Mind you, perhaps he should have had a stronger word to Xstrata's departing chief executive Mick Davis some years ago.
Davis, in presenting his results (which were down 37 per cent) described 2012 as a ‘'transformational'' year for Xstrata – and he wasn't referring to the merger but to the 10 Xstrata projects that were commissioned in the year as part of an organic growth strategy that started in 2009. In copper equivalent terms, Xstrata hopes to add 50 per cent to its 2009 production capacity by the end of next year, so it's as ‘'guilty'' as its peers of adding significantly to supply.
Presumably, within a Glencore-owned and Glasenberg-led Xstrata, there would be no new mines for the foreseeable future and therefore Xstrata would make a material contribution to the cessation of large-scale new supply that Glasenberg is calling for.

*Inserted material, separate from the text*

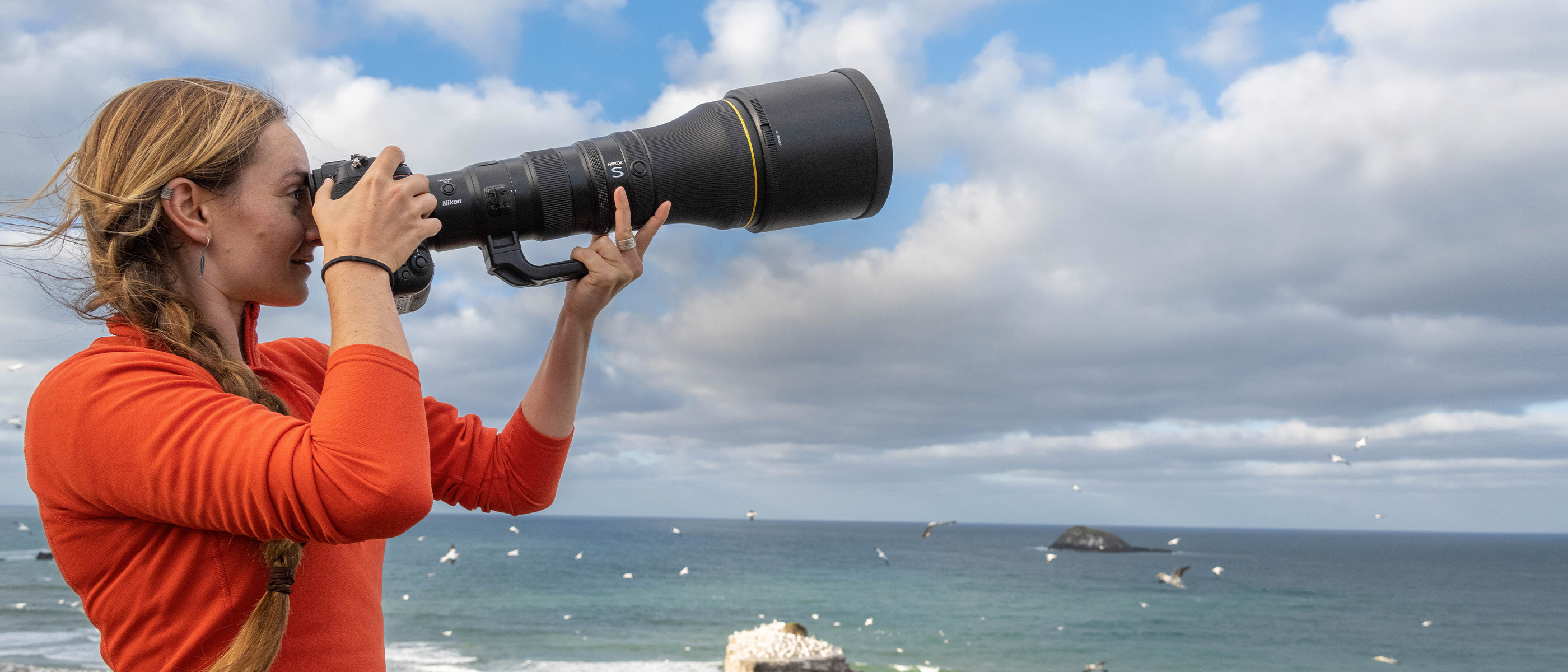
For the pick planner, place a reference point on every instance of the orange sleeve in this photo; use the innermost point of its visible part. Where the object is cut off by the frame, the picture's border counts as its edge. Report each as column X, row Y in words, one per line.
column 148, row 435
column 475, row 467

He, of course, isn't the only one. Institutional shareholders desperate for near-term cash returns are putting a lot of pressure on the miners – and having considerable success – to stop investing for the future in order to maximise returns today.
If that approach were adopted literally, of course, the absence of new greenfields projects would ultimately mean less scope for brownfields expansion and in the long-term declining earnings and cash flows for the miners and their future shareholders.
In the near-term, however, it does make sense for the new leaders at BHP, Rio and Anglo – and Glasenberg – to focus on lifting returns by cutting costs and working their existing invested capital harder while waiting for the supply/demand equation to move into a better balance as marginal production is forced from the market by lower prices.
It is ironic that Glencore's original interest in acquiring Xstrata came after its brush with disaster during the early phase of the financial crisis when Glencore, then privately held by its key executives, found itself financially constrained to the point where it had to sell a key coal mine to Xstrata in order to take up its share of an Xstrata equity raising.
The merger was about diversifying away from commodities trading and getting access to the cash flows and earnings of Xstrata's mines. The merger will transform Glencore from a trading house with some ‘'industrial'' assets to a mining house with some trading businesses.
In the current environment, however, the value of the trading and marketing activities has become clearer.
In a more supply-constrained world, of course, not only would the industrial assets and Xstrata's producing mines tend to be more valuable and produce higher earnings and returns on capital but the Glencore trading businesses' value and earnings would be near-uniquely leveraged.
No wonder Glasenberg is so keen to mount his case to the industry, and more particularly its investors, for the big miners to stop adding to supply.